They ambled over. One eyed the rat cages, horrified. The other looked away. ‘‘Who’re you, ace?’’
He tweaked that nerve. ‘‘Deuce Tracy. Who’s asking? And why?’’ I didn’t feel hard-ass enough not to fish out my note from the Boss, though.
The Watchman considered exercising his right to be obnoxious. He accepted the note instead. He looked at it upside down, then passed it to the man who could pretend to read. After surveying Playmate and Saucerhead, the red tops opted for manners. For the moment.
They did have those tin whistles.
Playmate and Saucerhead are intimidating just standing around picking their noses. Especially Tharpe. He looks exactly like what he is, a professional bonebreaker of considerable skill. One who wouldn’t scruple about busting the skull of a tin whistle if the mood took him.
The second Watchman said, ‘‘It do look like he’s got business here, Git.
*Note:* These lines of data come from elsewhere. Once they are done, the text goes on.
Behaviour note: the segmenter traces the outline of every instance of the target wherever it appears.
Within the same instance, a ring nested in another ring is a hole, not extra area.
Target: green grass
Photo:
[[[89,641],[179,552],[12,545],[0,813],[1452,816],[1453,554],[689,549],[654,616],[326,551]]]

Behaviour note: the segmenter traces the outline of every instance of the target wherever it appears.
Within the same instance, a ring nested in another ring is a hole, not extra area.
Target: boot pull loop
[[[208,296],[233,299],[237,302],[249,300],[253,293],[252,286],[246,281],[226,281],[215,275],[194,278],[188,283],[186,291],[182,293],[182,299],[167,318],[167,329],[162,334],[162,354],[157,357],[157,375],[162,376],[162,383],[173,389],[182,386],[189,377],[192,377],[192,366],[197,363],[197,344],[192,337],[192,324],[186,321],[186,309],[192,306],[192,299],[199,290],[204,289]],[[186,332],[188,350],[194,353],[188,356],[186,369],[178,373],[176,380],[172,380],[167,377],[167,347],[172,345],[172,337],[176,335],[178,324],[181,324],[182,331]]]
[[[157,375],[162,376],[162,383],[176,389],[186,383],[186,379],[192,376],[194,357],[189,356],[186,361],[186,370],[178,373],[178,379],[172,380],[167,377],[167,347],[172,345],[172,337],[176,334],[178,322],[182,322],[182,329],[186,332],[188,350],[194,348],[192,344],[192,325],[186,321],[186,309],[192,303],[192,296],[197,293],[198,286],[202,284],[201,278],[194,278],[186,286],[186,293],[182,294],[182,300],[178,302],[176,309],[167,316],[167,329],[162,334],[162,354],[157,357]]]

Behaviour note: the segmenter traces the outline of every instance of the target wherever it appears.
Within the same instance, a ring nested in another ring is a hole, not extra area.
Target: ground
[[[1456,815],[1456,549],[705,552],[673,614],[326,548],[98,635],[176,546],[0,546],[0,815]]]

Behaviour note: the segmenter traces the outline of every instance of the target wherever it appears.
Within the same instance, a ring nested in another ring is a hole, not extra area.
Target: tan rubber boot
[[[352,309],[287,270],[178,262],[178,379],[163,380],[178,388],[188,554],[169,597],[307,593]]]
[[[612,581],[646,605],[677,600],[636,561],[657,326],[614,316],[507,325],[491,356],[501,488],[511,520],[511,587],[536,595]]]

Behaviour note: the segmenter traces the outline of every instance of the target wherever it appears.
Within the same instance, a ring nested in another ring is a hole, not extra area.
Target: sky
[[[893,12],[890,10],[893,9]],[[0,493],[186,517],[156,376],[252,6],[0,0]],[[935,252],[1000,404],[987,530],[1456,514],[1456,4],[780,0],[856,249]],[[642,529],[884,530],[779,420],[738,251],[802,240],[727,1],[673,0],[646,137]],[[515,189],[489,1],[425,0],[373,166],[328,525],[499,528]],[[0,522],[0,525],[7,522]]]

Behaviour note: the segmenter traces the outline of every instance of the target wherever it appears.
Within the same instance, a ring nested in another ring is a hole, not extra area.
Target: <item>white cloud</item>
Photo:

This is from Weider himself.’’
I use Watch and Civil Guard interchangeably. There is a distinction, mainly of importance to Colonel Westman Block. The Civil Guard is supposed to be the new order of honest lawmen. The old Watch is supposed to wither away. When the new order gets as corrupt as the old, they’ll hire some new thugs and change the name again.
Git rumbled, ‘‘Just trying to do the job, Bank.’’
‘‘Sure. So. Mr. Chief Security Adviser. We still need to ask you a few.’’
‘‘Fine by me. Right after you answer me just one. What’re you doing here? John, you guys go ahead. Get after it.’’
Git answered for his partner. ‘‘There was a murder. We’re supposed to find something out. If there’s anything to be found.’’
That startled me. ‘‘A murder? Here?’’
Bank said, ‘‘An old man named Brent Talanta. Usually called Handsome. You knew him?’’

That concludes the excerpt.